Three investors – NEPI Rockcastle, Globalworth and CTP – who a decade ago would be labelled as minor players in the local market, have reached a dominant position in the three sectors, with a cumulative portfolio of more than 2 million square meters rated and with a total value of approximately 2.5 billion euros.

NEPI Rockcastle, a group which emerged on the market in 2007 in Bucharest, started to invest in shopping centers in 2009 by acquiring the Promenada Braila project (the current Braila Mall), presently reaching a retail portfolio of more than 700,000 square meters and a market share of nearly 20% of the modern retail stock.

The group’s portfolio also includes office spaces of about 150,000 square meters (4% of the stock), as well as two warehouses in Otopeni and Rasnov with a total area of almost 30,000 square meters, equivalent to 1% of the logistics stock.

Globalworth, a company founded in 2013 by Ioannis Papalekas, an investor who at that time had a rather solid track record on the domestic market as private investor, became the largest office owner during the past 5 years, with a portfolio of about 320,000 square meters located in Bucharest, representing 9% of the national stock and 12% of the Bucharest stock, with a strong emphasis being placed on the Barbu Vacarescu – Floreasca and Pipera areas.
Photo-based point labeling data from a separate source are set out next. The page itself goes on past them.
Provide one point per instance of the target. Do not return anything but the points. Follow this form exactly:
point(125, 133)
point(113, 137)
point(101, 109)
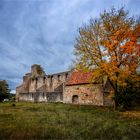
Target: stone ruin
point(67, 87)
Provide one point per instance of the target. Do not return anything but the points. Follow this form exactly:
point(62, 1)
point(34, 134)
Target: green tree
point(4, 90)
point(110, 45)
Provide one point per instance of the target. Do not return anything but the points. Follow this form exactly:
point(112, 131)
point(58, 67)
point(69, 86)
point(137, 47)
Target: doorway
point(75, 99)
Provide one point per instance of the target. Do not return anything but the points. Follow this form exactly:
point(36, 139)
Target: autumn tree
point(110, 45)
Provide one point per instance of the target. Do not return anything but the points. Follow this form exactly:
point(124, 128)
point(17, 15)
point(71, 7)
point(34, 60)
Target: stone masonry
point(67, 87)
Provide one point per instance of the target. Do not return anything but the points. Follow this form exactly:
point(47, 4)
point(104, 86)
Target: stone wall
point(37, 81)
point(41, 97)
point(84, 94)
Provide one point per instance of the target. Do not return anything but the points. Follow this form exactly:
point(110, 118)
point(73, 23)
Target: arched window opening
point(75, 99)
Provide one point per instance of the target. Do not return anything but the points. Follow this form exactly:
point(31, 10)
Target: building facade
point(67, 87)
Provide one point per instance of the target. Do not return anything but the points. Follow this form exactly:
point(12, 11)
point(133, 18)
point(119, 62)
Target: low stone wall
point(41, 97)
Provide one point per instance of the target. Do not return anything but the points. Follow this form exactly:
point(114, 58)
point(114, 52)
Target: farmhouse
point(67, 87)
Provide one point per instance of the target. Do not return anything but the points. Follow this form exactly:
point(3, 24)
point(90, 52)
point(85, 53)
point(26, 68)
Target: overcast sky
point(43, 32)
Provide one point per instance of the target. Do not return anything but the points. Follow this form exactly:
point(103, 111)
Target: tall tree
point(111, 46)
point(4, 90)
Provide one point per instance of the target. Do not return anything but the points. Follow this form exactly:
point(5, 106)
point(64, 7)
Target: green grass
point(68, 122)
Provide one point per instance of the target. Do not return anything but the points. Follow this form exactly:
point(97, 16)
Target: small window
point(66, 75)
point(36, 79)
point(75, 99)
point(43, 95)
point(51, 78)
point(58, 77)
point(44, 78)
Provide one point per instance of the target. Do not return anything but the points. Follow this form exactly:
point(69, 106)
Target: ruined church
point(67, 87)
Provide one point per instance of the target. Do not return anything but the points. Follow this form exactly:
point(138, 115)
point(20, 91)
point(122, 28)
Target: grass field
point(68, 122)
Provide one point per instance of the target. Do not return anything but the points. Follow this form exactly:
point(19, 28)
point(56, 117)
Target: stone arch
point(75, 99)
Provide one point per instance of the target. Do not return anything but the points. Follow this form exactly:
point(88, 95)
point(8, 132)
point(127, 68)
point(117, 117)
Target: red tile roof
point(78, 77)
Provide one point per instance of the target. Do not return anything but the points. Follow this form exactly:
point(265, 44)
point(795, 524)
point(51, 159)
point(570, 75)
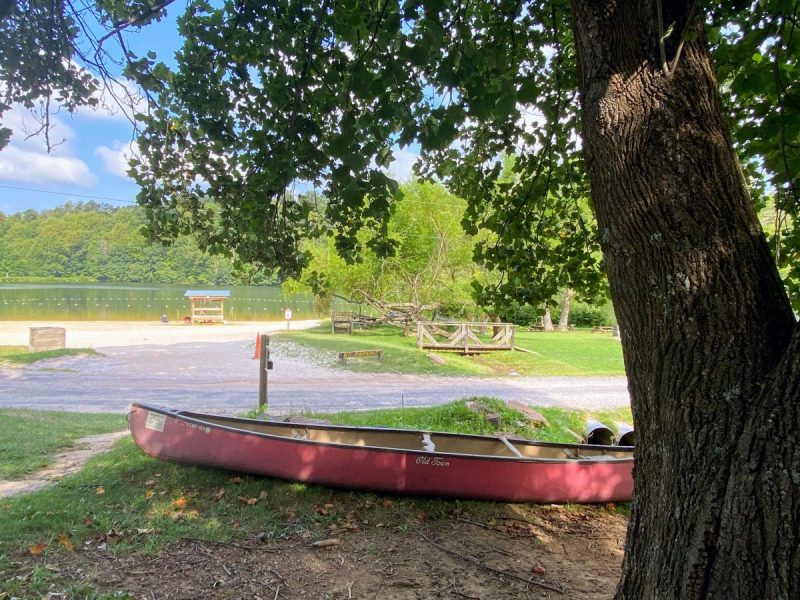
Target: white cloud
point(18, 164)
point(116, 158)
point(402, 165)
point(26, 157)
point(25, 124)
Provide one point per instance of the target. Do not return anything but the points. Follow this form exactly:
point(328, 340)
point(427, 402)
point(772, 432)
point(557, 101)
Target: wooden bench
point(343, 356)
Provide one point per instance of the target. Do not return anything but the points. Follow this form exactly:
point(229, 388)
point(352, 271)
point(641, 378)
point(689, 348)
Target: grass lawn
point(456, 417)
point(28, 438)
point(21, 356)
point(574, 353)
point(125, 499)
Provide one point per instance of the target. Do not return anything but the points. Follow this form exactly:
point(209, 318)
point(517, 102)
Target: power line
point(90, 197)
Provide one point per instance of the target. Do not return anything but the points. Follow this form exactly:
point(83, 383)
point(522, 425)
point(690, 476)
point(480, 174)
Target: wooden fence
point(465, 338)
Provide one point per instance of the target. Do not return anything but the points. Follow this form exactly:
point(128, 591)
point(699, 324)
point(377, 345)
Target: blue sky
point(90, 162)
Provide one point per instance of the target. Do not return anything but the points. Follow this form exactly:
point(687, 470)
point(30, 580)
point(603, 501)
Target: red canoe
point(389, 460)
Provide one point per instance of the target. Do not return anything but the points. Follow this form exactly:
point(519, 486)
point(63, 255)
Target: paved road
point(222, 377)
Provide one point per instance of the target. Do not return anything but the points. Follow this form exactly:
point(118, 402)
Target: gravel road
point(222, 377)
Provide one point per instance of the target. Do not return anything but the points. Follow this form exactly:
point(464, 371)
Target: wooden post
point(263, 363)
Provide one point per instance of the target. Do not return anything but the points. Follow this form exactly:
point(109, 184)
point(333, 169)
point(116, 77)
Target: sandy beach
point(115, 334)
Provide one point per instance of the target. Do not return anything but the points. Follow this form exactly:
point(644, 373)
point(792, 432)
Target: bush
point(527, 315)
point(583, 315)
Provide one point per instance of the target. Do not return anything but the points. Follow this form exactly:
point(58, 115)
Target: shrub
point(583, 315)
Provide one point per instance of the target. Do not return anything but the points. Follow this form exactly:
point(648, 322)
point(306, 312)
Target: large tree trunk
point(711, 347)
point(566, 304)
point(547, 319)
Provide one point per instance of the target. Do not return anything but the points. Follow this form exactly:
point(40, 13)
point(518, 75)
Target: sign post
point(264, 365)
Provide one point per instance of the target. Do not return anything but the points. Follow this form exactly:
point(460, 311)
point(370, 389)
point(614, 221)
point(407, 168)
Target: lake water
point(145, 302)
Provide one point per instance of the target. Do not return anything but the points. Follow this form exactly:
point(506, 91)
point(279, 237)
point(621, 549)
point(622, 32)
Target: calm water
point(144, 302)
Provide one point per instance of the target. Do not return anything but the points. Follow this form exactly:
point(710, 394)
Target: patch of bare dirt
point(64, 463)
point(551, 552)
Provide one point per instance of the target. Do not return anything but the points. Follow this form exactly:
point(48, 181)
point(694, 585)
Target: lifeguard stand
point(208, 306)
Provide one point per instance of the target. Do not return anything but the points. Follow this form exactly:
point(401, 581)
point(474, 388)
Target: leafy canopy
point(266, 97)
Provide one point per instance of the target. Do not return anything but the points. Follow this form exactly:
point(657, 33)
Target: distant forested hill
point(97, 242)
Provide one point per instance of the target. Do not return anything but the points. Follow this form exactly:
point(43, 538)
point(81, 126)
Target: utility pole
point(264, 365)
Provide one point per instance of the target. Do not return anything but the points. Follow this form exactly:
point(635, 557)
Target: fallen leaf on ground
point(37, 549)
point(63, 539)
point(326, 543)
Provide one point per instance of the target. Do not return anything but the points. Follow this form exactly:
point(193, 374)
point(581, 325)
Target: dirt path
point(542, 553)
point(64, 463)
point(221, 377)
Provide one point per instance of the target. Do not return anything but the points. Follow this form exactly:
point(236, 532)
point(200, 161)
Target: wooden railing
point(465, 338)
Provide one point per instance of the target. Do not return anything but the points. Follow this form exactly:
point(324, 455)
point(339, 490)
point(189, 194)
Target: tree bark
point(547, 319)
point(711, 347)
point(566, 304)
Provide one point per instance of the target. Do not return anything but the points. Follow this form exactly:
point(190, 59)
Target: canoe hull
point(170, 436)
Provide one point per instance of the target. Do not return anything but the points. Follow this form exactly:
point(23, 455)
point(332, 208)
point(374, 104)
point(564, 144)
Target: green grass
point(129, 501)
point(146, 504)
point(28, 438)
point(575, 353)
point(455, 417)
point(21, 356)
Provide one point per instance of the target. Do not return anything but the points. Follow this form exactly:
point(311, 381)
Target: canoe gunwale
point(198, 419)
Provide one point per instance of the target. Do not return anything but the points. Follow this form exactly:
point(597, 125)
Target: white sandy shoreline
point(107, 334)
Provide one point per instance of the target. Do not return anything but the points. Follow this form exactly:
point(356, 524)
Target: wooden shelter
point(465, 338)
point(208, 306)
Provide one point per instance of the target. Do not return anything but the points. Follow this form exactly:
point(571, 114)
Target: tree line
point(98, 242)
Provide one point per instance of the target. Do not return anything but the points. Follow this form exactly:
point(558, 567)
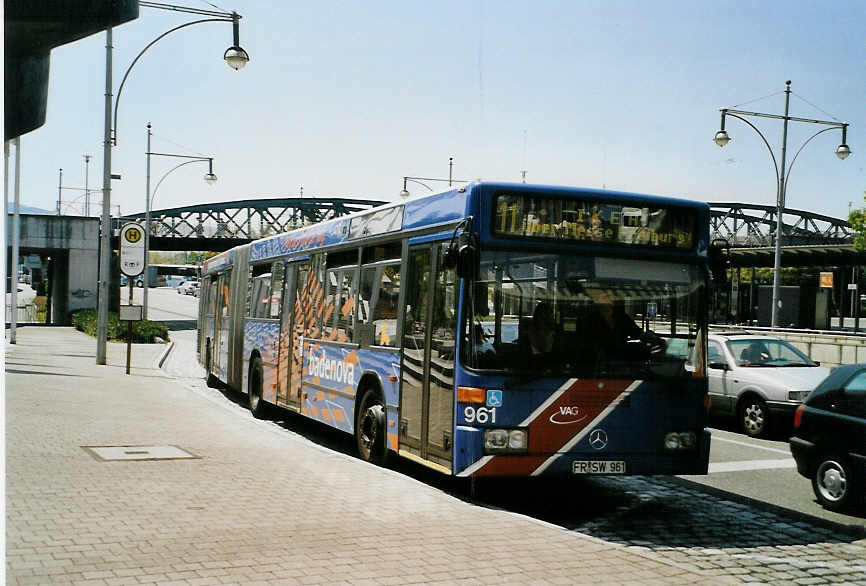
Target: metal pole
point(5, 271)
point(146, 278)
point(129, 329)
point(16, 237)
point(86, 190)
point(105, 243)
point(780, 206)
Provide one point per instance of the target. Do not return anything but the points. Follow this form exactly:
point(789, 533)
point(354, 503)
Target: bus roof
point(443, 208)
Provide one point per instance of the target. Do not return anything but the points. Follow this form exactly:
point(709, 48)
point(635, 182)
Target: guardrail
point(829, 347)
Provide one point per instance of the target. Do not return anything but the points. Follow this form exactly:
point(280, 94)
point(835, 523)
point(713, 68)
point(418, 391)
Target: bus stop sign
point(132, 249)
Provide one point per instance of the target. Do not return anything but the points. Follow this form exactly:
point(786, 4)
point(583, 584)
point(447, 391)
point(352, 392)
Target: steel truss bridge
point(220, 226)
point(807, 238)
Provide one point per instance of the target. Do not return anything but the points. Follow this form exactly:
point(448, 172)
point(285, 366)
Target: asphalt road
point(759, 470)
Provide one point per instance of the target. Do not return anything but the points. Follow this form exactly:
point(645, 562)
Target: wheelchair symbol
point(494, 398)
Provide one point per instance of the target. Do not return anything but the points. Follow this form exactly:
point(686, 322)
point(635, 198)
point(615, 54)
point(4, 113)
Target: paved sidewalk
point(256, 505)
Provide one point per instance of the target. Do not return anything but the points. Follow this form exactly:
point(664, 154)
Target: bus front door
point(294, 325)
point(427, 386)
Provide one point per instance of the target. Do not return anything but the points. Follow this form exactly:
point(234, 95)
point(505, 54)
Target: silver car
point(760, 380)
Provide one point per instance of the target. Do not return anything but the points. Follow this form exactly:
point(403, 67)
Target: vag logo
point(567, 415)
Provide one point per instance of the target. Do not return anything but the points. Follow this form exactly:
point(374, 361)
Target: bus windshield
point(585, 316)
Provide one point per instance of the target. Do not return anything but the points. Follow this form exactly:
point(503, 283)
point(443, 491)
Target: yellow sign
point(133, 235)
point(825, 280)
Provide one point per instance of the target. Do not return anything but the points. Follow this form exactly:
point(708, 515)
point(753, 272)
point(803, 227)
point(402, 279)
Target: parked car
point(760, 380)
point(829, 440)
point(188, 287)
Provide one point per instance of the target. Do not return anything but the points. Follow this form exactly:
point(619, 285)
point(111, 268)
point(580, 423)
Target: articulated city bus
point(493, 329)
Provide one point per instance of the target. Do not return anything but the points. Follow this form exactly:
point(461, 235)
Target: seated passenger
point(540, 332)
point(755, 353)
point(611, 330)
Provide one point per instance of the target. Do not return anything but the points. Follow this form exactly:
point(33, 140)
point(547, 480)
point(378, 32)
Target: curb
point(850, 530)
point(165, 354)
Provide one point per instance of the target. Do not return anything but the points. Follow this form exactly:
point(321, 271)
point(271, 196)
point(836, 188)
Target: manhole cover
point(115, 453)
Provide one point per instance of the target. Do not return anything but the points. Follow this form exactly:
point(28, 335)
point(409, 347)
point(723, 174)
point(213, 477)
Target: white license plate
point(598, 467)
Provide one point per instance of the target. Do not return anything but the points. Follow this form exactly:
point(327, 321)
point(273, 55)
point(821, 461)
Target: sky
point(343, 99)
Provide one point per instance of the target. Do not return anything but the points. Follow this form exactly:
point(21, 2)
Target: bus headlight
point(680, 441)
point(505, 440)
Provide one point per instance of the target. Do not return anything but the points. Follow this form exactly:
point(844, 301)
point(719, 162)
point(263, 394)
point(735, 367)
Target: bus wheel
point(212, 381)
point(257, 405)
point(370, 429)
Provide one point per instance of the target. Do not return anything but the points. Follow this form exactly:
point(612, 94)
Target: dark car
point(829, 441)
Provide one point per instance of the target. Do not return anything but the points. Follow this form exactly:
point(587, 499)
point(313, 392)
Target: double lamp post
point(842, 151)
point(234, 56)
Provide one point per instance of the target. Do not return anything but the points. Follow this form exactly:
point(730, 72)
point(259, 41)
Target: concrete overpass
point(71, 243)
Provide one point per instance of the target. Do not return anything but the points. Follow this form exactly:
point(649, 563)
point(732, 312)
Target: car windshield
point(596, 317)
point(761, 352)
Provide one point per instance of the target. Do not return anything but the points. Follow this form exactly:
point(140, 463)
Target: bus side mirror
point(467, 255)
point(720, 261)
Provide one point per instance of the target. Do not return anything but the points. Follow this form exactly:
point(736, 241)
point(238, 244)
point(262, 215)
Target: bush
point(143, 332)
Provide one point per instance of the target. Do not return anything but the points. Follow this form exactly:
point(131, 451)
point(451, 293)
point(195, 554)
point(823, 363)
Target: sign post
point(131, 265)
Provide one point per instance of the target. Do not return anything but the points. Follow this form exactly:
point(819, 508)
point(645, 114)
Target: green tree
point(857, 219)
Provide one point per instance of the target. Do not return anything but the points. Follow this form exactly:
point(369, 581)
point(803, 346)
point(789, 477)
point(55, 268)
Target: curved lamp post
point(842, 151)
point(234, 56)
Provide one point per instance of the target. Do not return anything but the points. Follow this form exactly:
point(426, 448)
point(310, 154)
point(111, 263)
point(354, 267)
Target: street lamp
point(842, 151)
point(234, 56)
point(209, 178)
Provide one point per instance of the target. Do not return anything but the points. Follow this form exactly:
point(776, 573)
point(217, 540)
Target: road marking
point(745, 465)
point(740, 443)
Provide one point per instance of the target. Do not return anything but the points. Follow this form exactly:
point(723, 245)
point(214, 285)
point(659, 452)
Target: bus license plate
point(598, 467)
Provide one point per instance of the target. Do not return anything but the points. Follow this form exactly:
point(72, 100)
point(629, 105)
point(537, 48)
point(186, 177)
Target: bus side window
point(377, 305)
point(345, 309)
point(277, 272)
point(258, 294)
point(331, 300)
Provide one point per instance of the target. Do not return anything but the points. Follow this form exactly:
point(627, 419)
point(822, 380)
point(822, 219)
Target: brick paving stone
point(319, 516)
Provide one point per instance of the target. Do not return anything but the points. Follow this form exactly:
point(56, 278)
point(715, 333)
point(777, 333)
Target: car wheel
point(753, 417)
point(370, 428)
point(836, 484)
point(257, 404)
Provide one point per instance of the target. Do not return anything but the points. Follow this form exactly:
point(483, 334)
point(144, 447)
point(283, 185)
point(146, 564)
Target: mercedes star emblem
point(598, 439)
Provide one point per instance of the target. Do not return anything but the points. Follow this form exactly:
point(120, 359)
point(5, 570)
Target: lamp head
point(236, 57)
point(721, 138)
point(843, 151)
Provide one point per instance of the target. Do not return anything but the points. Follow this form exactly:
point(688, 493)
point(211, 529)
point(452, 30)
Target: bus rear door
point(294, 325)
point(427, 388)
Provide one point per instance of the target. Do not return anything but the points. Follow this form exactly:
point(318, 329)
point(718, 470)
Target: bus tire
point(212, 381)
point(256, 382)
point(370, 428)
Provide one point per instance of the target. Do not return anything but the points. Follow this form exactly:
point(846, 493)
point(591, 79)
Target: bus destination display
point(594, 221)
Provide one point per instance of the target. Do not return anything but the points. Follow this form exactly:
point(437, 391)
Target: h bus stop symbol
point(132, 249)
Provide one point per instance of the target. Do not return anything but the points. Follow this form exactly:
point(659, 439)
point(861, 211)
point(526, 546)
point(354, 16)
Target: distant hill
point(28, 209)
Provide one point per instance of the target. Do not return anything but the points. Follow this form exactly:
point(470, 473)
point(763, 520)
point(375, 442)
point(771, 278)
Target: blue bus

Moreover, Globalworth owns two logistics parks with an area of ​​over 170,000 square meters located in Pitesti and Timisoara, having a market share of nearly 6% in this sector.

Last but not least, CTP, a group founded by the Dutch businessman Remos Vos in 1998 in the Czech Republic, has reached a local portfolio of 700,000 square meters of logistics space with a 23% share in the sector and solid growth prospects, according to the planned and the under-construction projects.

CTP opened an office in Bucharest more than ten years ago, but the group’s portfolio has begun to develop only in 2015, just three years ago, when CTP started to build a platform that now covers ten cities all around the country.

During the SEE Property Forum 2018, held in Bucharest at the end of March, Dan Bucsa, the Chief CEE Economist of Unicredit Bank AG, London, drew attention to the fact that the United States has almost nine consecutive years of economic growth, the longest expansion cycle after those started in 1991 and 1961. The longest growth cycle lasted 10 years (1991-2001), and the analyst warned that a possible recession in the United States would also impact the European market, and Romania would not be able to avoid it.

In regards to the 3 investors and market leaders – NEPI Rockcastle, Globalworth and CTP – whose sustained activity in Romania began after the 2006-2008 boom, their records show that periods of respite or even market contractions open the ground for opportunities that cannot easily be accessed during periods of sustained growth.

Two questions with unpredictable answers: When will the window that was opened in 2016 close and Who will be best positioned to take advantage of the new context?

Cristi Moga

Research Consultant C&W Echinox

Cristi Moga joined C&W Echinox in October 2015, after a 10-year career as a real estate journalist for Ziarul Financiar, the most prestigious business newspaper in Romania. As a journalist, Cristi published more than 5,000 articles (news, analysis and interviews) about real estate. Since he joined C&W, Cristi focused on research and analysis in retail, residential and office segments.